From: Alexander 'Sasha' Chislenko (sasha1@netcom.com)
Date: Sat Jan 16 1999 - 00:12:00 MST
In many of the non-profit projects that I get involved in, there
arise typical problems - coming, I guess, from some common features:
- difficulty to explain the project to many people, as it is
usually highly technical, relatively obscure (can't show it
to a large audience)
- lack of funds
- difficulty in managing a diverse group of people who may
sympathize with the goals of the project, but are too busy
to push it forward.
- probably a bunch of other common factors [?]
There are two basic approaches to this problem as I see it.
1. Whine and complain that normal people are too stupid to
understand great ideas, and smart people are too depressed
and/or selfish and/or unreliable to implement them.
This helps, to vent the frustration, for the first 30 seconds or so.
2. Realize that the world is imperfect (that's good, isn't it, what
would we do in a perfect world? Or in the world whose imperfections
would be beyond our understanding?) and do something about it.
I would like to suggest some ideas on this last one.
The crucial thing I think is visibility, from the very beginning.
You want to find people who would help you do the work, criticize
your approach, donate money, test the results, etc.
One way to do this is gaining high visibility on the Web.
A service that I have been happily using recently, is Clicktrade -
originally an idea of our fellow extropian, Scott Banister.
It allows you to _buy_ visitors for your website for as little as
1 penny. An investment of $100 dollars, and a modest link (e.g.
"visionary socially responsible projects" will bring you 10,000
visitors that hopefully (and actually, in my experience with my
own site) will make this investment worthwhile.
We can also create a Frontier Projects web page.
This page would list a number of good projects, describing for each
the goal, the approach, contact info, and call for participation.

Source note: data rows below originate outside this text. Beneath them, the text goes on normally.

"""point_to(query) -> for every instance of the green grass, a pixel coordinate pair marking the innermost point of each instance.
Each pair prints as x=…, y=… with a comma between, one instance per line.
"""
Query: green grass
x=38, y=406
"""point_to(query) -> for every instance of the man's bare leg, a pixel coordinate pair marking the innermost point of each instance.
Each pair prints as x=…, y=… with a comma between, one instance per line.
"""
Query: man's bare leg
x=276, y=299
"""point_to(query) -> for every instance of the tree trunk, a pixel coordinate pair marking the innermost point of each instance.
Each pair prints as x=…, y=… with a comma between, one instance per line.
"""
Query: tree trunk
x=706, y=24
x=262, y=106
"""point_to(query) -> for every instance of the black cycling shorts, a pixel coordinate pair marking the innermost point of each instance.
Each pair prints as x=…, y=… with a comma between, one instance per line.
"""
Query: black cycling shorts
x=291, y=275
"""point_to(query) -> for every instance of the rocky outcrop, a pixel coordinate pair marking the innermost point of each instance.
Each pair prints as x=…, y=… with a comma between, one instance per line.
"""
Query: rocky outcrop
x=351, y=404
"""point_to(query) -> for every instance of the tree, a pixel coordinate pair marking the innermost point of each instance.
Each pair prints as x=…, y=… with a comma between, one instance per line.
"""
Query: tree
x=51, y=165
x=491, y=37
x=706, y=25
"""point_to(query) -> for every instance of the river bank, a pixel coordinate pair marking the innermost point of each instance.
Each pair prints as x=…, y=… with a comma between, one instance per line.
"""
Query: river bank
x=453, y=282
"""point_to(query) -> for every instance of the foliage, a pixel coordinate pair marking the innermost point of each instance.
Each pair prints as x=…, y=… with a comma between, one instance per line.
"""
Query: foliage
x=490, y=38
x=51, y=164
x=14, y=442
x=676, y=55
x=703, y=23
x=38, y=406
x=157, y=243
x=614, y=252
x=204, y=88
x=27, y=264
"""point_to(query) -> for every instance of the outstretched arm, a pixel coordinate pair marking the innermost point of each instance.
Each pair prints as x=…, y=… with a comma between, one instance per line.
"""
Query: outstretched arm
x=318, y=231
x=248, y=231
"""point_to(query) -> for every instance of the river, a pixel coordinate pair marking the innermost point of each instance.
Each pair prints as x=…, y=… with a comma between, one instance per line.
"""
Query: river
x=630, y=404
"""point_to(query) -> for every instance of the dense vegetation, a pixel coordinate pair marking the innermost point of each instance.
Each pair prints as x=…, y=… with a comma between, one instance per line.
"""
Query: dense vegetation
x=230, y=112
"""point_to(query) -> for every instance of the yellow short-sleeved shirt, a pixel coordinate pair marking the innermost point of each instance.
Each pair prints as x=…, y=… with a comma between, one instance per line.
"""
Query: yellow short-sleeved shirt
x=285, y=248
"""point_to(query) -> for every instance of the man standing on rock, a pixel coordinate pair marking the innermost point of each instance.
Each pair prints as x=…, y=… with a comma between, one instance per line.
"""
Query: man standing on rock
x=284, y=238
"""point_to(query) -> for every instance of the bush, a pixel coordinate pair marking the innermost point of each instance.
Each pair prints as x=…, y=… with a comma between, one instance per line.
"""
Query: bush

This could go beyond extropian projects.
Awhile ago, I stopped giving money to any "good causes", thinking
that it would be humiliating to decide that the best way I could
use my resources for social good is to pass these resources to
someone else. So instead I can spend my resources on the projects
that I work on myself. I am sure there are other people who feel
like this, and there are more people who would like to contribute
to a visionary project that can actually take the world forward than
toss their money down the seemingly bottomless pit of the traditional
attempts to alleviate problems of backward social structures.
So my first two suggestions are:
- Create the [Great/Extropian/Frontier] Projects website
- collect some seed money for advertising this Projects site, and
also other visionary sites - Extropian and TH pages, Global Bank
of Ideas, etc.
Maybe, after applying visionary PR methods, we'll turn the most
visionary projects on the planet into the most popular ones?
I have more meta-project ideas, but first I think we should address
the above issues.
Or maybe you see other issues, and other solutions?
Meanwhile, is there anybody with some HTML skills and/or a few extra
dollars and a will to use them to promote worthy causes?